Marathon 2004 in Echternach

Um 7:30 gehe ich in den Garten und schaue nach ob Frank schon wach ist, er will uns zum Echternach-Marathon mitnehmen. Ich sehe Licht und bin beruhigt.

Laut Dorfgerüchten soll er letztes Jahr den Start verschlafen haben.

Um 8:00 bin ich reisefertig, kurz überlegen ob ich an alles gedacht habe:

  • Pflaster für die Brustwarzen abzukleben
  • Regenjacke für den Lauf
  • Mütze
  • Startnummern
  • Wasserflasche (bis zum Start will ich 1,5l trinken)
  • Draußen vor der Tür treffe ich Frank, er sitzt schon im Auto.
  • Gisela macht noch schnell ein Bild und ab geht’s.

    Im Dorf ist Mario schon mit dem Rad zu Ralf unterwegs. Die beiden wollen mit dem Rad nach Echternach um die Hetzerather Läuferinnen und Läufer anzufeuern.

    In Schweich holen wir Werner, meinen M-Trainingskollegen ab und fahren nach Sirzenich.

    Da es noch sehr früh ist kocht uns Wolfgang einen Tee, Birgit macht noch ein Bild und ab geht’s nach Echternach. Mit Werner und Wolfgang habe ich mich 6 Wochen lang auf den Marathon vorbereitet.

    5 Minuten vor dem Start fängt es an zu regnen und wir stellen uns bei den Zeitnehmern unter. Letzter Stand: 814 Starter für den Marathon. Frank haben wir aus den Augen verloren, er wollte alleine laufen. Die drei Hetzerather 10-Meilen Läuferinnen Birgit, Carmen und Claudia haben wir auch noch nicht gesehen. Wir laufen die ersten 16 km zusammen.

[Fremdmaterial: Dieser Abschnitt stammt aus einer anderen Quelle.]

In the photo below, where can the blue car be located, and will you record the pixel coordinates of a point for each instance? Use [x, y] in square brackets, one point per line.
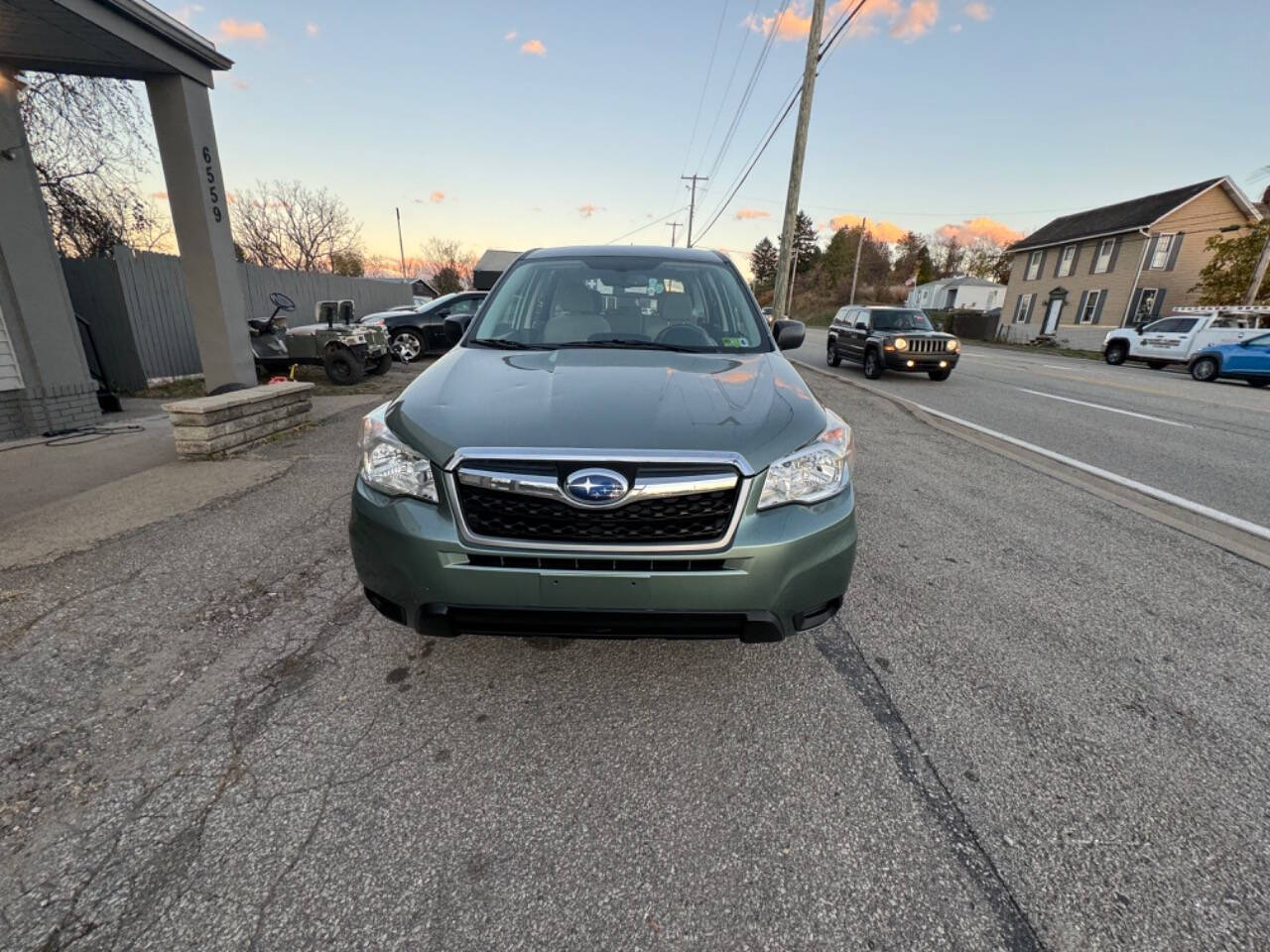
[1246, 359]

    Pünktlich um 10:00 knallt der Startschuss und wir mogeln uns von unserem Unterstellplatz unter die Läufer. Wolfgang und Werner kontrollieren die ersten km ziemlich exakt, dass wir nicht zu schnell laufen und wir finden bald unseren 5:15 bis 5:20 er Rhythmus. Bei km 4 grüßen die ersten Hetzerather Fans: Ralf und Mario. Nachdem wir zweimal den Echternacher Stausee umrundet haben sind die Damen im Ziel und wir laufen auf der Landstraße Richtung Bollendorf an der Sauer entlang. Bei km 18 kommen uns schon die Spitzenläufer entgegen und wir haben noch 3 km bis zur Wendemarke. An der Wendemarke km 21.1 bin ich 386ter.  Der Regen hat schon länger nachgelassen, wir versorgen uns mit Bananen, Wasser und Vitamingetränken und sind gut drauf. Kurz vor Echternach treffen wir auch Frank, der noch zur Wendemarke laufen muss. Auf dem Fahrradweg durchlaufen wir Echternach Richtung Rosport. In Steinheim haben die Geichlinger Läufer einen Versorgungsstand mit Bananen, Apfelsinen, Wasser, Isostar, Cola, mit guter Musik und begeisterten Zuschauer inszeniert. So langsam verstummen unsere Gespräche und die Sprüche werden weniger, wir nähern uns dem letzten Wendepunkt in Rosport, jetzt sind es nur noch 7 km. Bei km 36 muntern uns unsere Frauen nochmals auf und wir bleiben bis km 38 zusammen, dann fällt Wolfgang zurück und Werner und ich laufen den 5:20 Schnitt weiter und die letzten beiden km sogar noch schneller (in 10 Minuten).

    Im Ziel war ich müde und froh. Diesmal hatte ich meine Kräfte richtig eingeteilt, eine gute Vorbereitung zahlt sich aus.

    Den Veranstaltern ein herzliches Dankeschön für die gute Verpflegung und Betreuung.

    Einen herzlichen Glückwunsch an Frank, der seinen ersten Marathon mit minimalem Training und unter Beibehaltung seiner Lebensgewohnheiten hervorragend bewältigt hat.

    Einen weitern Dank meinen beiden Lauffreunden Wolfgang und Werner für die unterhaltsamen Trainingsläufe im Meulenwald und an der Mosel.